Lumajang, – Ketiadaan bantuan dari pemerintah membuat warga Dusun Sumber Langsep, Desa Jugosari, Kecamatan Candipuro, Kabupaten Lumajang, harus bergotong royong memperbaiki tanggul yang jebol akibat banjir lahar hujan Gunung Semeru beberapa waktu yang lalu. Perbaikan dilakukan secara swadaya dengan mengandalkan iuran warga untuk menyewa alat berat.
Setiap kepala keluarga (KK) di dusun tersebut diminta menyumbang sekitar Rp100 ribu. Dana itu digunakan untuk membiayai penyewaan alat berat yang mencapai Rp450 ribu per jam.
Santo, warga setempat, mengatakan proses perbaikan sangat bergantung pada ketersediaan dana yang dihimpun dari warga.
“Kalau tidak ada dana, ya kami menunggu sampai terkumpul,” kata Santo, Rabu (22/4/2026).
Menurut dia, alat berat yang digunakan hanya satu unit dan tidak bisa disewa setiap hari karena keterbatasan biaya. Warga biasanya menunggu hingga dana cukup sebelum alat dioperasikan.
Hal senada disampaikan Toni, warga lainnya. Ia menyebut hingga kini belum ada bantuan dari pemerintah daerah maupun provinsi untuk perbaikan tanggul tersebut.
“Alat beratnya cuma satu, itu pun dari iuran warga. Per jamnya Rp450 ribu,” katanya.
Toni mengakui, pengumpulan iuran bukan perkara mudah. Sebagian warga mengalami kesulitan ekonomi karena tidak memiliki pekerjaan tetap.
“Kadang tidak enak menarik iuran ke warga, soalnya banyak yang jarang bekerja,” ucapnya.
Ia menjelaskan, jika dana telah mencukupi, alat berat dapat langsung dioperasikan dalam waktu cukup lama. “Dalam sekali penyewaan, alat tersebut bisa bekerja hingga sekitar 14 jam,” jelasnya.

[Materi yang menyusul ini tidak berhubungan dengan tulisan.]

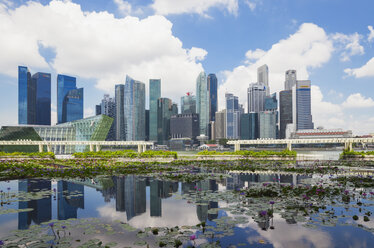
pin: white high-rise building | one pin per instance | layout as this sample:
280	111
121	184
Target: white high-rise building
290	79
202	102
301	105
263	77
256	97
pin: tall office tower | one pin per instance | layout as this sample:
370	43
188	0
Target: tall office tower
120	112
263	77
232	116
290	79
249	126
184	126
164	113
108	108
202	102
220	125
69	99
43	98
34	97
188	104
26	92
256	97
98	109
285	111
174	109
154	94
147	124
268	124
134	109
301	105
213	96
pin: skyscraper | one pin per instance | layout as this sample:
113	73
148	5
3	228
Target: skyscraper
43	98
212	88
202	102
263	77
154	94
134	96
188	104
34	97
232	116
268	124
120	122
301	104
256	97
108	108
290	79
220	125
164	113
69	99
285	111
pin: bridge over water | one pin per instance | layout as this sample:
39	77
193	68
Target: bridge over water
94	145
348	142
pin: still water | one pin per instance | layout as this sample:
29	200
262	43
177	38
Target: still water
150	202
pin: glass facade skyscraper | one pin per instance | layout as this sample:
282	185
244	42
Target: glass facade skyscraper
301	96
69	99
202	102
263	77
34	97
164	113
108	108
213	96
285	111
154	94
232	116
135	109
290	79
24	80
268	124
188	104
120	122
256	97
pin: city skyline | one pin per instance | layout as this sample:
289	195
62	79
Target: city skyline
320	51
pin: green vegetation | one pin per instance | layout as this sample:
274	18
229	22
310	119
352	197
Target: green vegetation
255	154
353	154
28	154
125	154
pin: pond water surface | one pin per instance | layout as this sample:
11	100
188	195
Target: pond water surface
84	211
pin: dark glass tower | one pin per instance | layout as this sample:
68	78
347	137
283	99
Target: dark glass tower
43	98
154	94
213	103
120	112
34	97
69	99
285	111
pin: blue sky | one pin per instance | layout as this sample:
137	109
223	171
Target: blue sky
330	42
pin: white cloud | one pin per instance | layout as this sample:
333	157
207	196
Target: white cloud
254	55
167	7
371	34
308	48
358	101
123	6
350	44
325	113
251	4
98	46
366	70
89	112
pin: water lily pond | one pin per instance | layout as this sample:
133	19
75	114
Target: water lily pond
201	208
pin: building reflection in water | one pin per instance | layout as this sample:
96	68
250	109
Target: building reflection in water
129	193
42	208
70	197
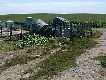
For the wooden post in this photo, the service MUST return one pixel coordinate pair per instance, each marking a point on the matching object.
(10, 31)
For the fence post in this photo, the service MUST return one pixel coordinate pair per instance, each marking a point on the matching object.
(1, 30)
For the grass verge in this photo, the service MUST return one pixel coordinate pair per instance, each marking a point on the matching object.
(65, 58)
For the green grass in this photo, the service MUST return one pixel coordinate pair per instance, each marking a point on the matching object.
(6, 46)
(63, 60)
(99, 19)
(20, 59)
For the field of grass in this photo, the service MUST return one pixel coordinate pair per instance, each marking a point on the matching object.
(62, 59)
(99, 19)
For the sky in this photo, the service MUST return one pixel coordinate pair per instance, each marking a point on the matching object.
(52, 6)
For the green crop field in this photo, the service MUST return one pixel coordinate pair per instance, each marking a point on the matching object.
(99, 19)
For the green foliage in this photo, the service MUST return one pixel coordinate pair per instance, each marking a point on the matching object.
(64, 58)
(102, 60)
(99, 19)
(31, 39)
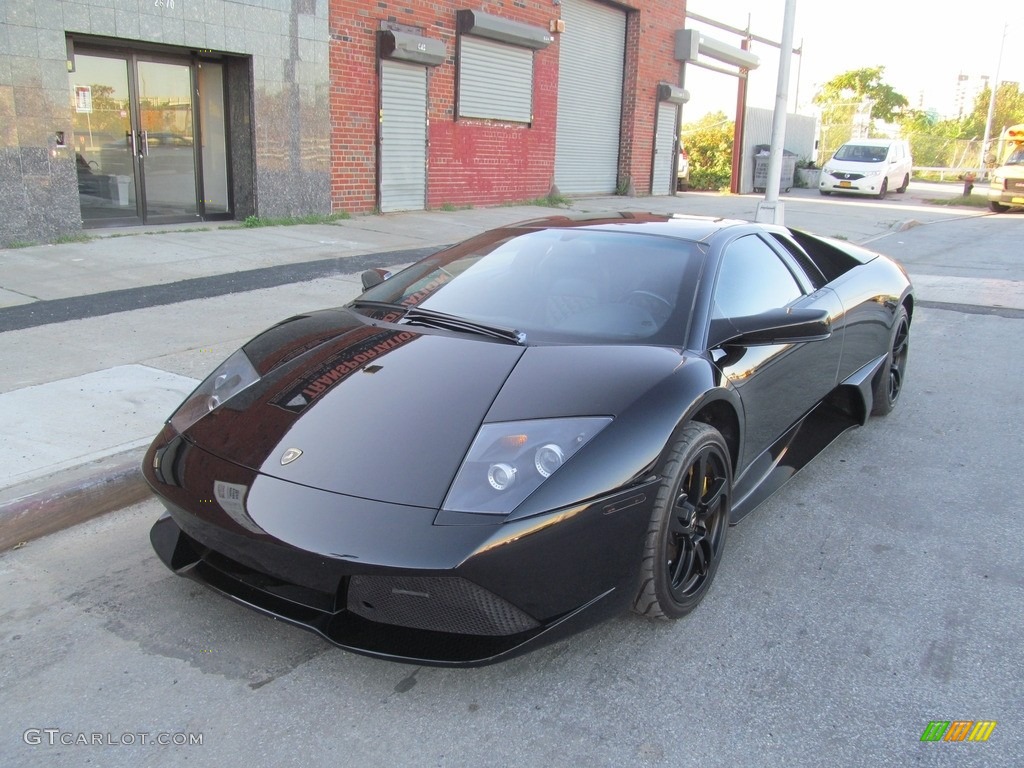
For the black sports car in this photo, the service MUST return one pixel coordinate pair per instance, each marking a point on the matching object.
(526, 432)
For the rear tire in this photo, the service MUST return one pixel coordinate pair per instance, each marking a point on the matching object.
(890, 379)
(686, 536)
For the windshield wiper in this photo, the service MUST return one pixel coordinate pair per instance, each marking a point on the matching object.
(431, 318)
(377, 304)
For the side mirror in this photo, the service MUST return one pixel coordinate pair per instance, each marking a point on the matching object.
(773, 327)
(374, 276)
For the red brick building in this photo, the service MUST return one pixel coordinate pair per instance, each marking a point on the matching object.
(479, 103)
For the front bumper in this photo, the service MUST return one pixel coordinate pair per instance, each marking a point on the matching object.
(385, 581)
(864, 185)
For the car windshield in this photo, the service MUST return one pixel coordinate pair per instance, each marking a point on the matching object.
(861, 154)
(557, 285)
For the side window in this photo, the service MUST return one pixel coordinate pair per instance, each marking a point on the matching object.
(753, 280)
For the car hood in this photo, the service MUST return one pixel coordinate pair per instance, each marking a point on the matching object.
(388, 413)
(853, 166)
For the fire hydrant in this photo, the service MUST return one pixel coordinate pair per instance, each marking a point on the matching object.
(969, 178)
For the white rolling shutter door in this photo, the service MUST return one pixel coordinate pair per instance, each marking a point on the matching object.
(403, 136)
(665, 142)
(496, 81)
(590, 97)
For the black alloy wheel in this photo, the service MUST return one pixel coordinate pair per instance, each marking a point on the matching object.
(890, 382)
(686, 536)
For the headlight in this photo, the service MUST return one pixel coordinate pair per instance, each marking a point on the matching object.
(507, 462)
(231, 377)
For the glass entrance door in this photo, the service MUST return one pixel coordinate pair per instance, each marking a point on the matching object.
(104, 154)
(166, 140)
(140, 153)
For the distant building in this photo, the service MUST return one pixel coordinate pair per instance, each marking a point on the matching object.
(201, 110)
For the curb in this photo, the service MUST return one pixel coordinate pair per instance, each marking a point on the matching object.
(49, 504)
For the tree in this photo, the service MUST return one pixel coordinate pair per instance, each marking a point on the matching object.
(857, 97)
(709, 142)
(1009, 110)
(859, 86)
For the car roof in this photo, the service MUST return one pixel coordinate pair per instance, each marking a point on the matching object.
(872, 141)
(683, 226)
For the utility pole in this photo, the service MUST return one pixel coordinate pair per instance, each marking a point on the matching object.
(770, 210)
(991, 102)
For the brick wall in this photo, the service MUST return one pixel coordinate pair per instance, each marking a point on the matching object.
(481, 162)
(649, 59)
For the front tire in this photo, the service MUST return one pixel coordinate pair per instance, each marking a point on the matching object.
(686, 536)
(889, 383)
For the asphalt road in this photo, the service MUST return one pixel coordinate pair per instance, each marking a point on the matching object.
(879, 591)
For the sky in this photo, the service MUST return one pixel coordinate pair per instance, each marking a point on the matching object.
(924, 46)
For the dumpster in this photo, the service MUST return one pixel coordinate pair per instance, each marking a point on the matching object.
(761, 153)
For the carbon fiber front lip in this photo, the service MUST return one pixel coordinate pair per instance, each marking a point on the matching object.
(351, 632)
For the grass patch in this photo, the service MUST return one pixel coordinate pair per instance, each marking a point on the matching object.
(77, 238)
(549, 201)
(973, 201)
(311, 218)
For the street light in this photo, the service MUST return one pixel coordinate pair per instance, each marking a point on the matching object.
(991, 102)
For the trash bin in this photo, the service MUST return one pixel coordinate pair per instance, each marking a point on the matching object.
(761, 153)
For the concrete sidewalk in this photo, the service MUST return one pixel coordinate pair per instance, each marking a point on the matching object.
(81, 399)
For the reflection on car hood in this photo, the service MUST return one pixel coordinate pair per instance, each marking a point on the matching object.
(388, 414)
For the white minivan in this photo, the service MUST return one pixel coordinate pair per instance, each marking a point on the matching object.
(867, 166)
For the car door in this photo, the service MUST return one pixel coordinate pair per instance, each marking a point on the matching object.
(777, 383)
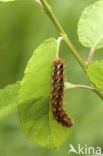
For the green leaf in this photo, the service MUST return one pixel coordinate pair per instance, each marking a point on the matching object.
(34, 109)
(8, 99)
(95, 74)
(90, 26)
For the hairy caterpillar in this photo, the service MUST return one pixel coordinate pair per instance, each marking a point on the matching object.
(57, 95)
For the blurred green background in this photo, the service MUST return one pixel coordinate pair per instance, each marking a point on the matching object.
(23, 26)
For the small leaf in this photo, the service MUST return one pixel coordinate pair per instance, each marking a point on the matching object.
(90, 26)
(34, 109)
(8, 99)
(95, 74)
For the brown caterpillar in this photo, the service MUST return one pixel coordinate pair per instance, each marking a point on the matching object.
(57, 94)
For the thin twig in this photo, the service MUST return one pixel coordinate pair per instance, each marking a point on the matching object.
(93, 49)
(38, 2)
(49, 12)
(59, 41)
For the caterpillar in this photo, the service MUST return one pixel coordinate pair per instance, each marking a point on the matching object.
(57, 94)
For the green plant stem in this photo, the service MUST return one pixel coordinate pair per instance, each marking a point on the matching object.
(49, 12)
(70, 86)
(51, 15)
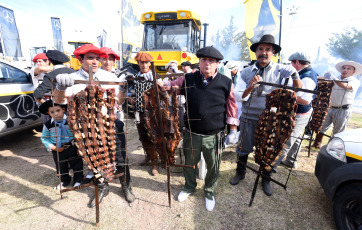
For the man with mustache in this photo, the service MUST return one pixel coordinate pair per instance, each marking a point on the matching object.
(342, 98)
(253, 105)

Untuk diketahui, Dusun Sumber Langsep sendiri dihuni sekitar 140 kepala keluarga. Dengan jumlah tersebut, kebutuhan biaya untuk memperbaiki tanggul dinilai cukup besar, sementara kemampuan warga terbatas.
Warga menyampaikan, perbaikan tanggul menjadi kebutuhan mendesak. Pasalnya, banjir lahar hujan dari Gunung Semeru kerap terjadi dan berulang kali merusak tanggul. Bahkan, air sering meluap hingga masuk ke permukiman.
“Kalau tidak segera diperbaiki, sangat mengkhawatirkan. Lahar hujan Semeru sering datang dan bisa masuk ke rumah warga,” kata Santo salahsatu warga setempat lainnya.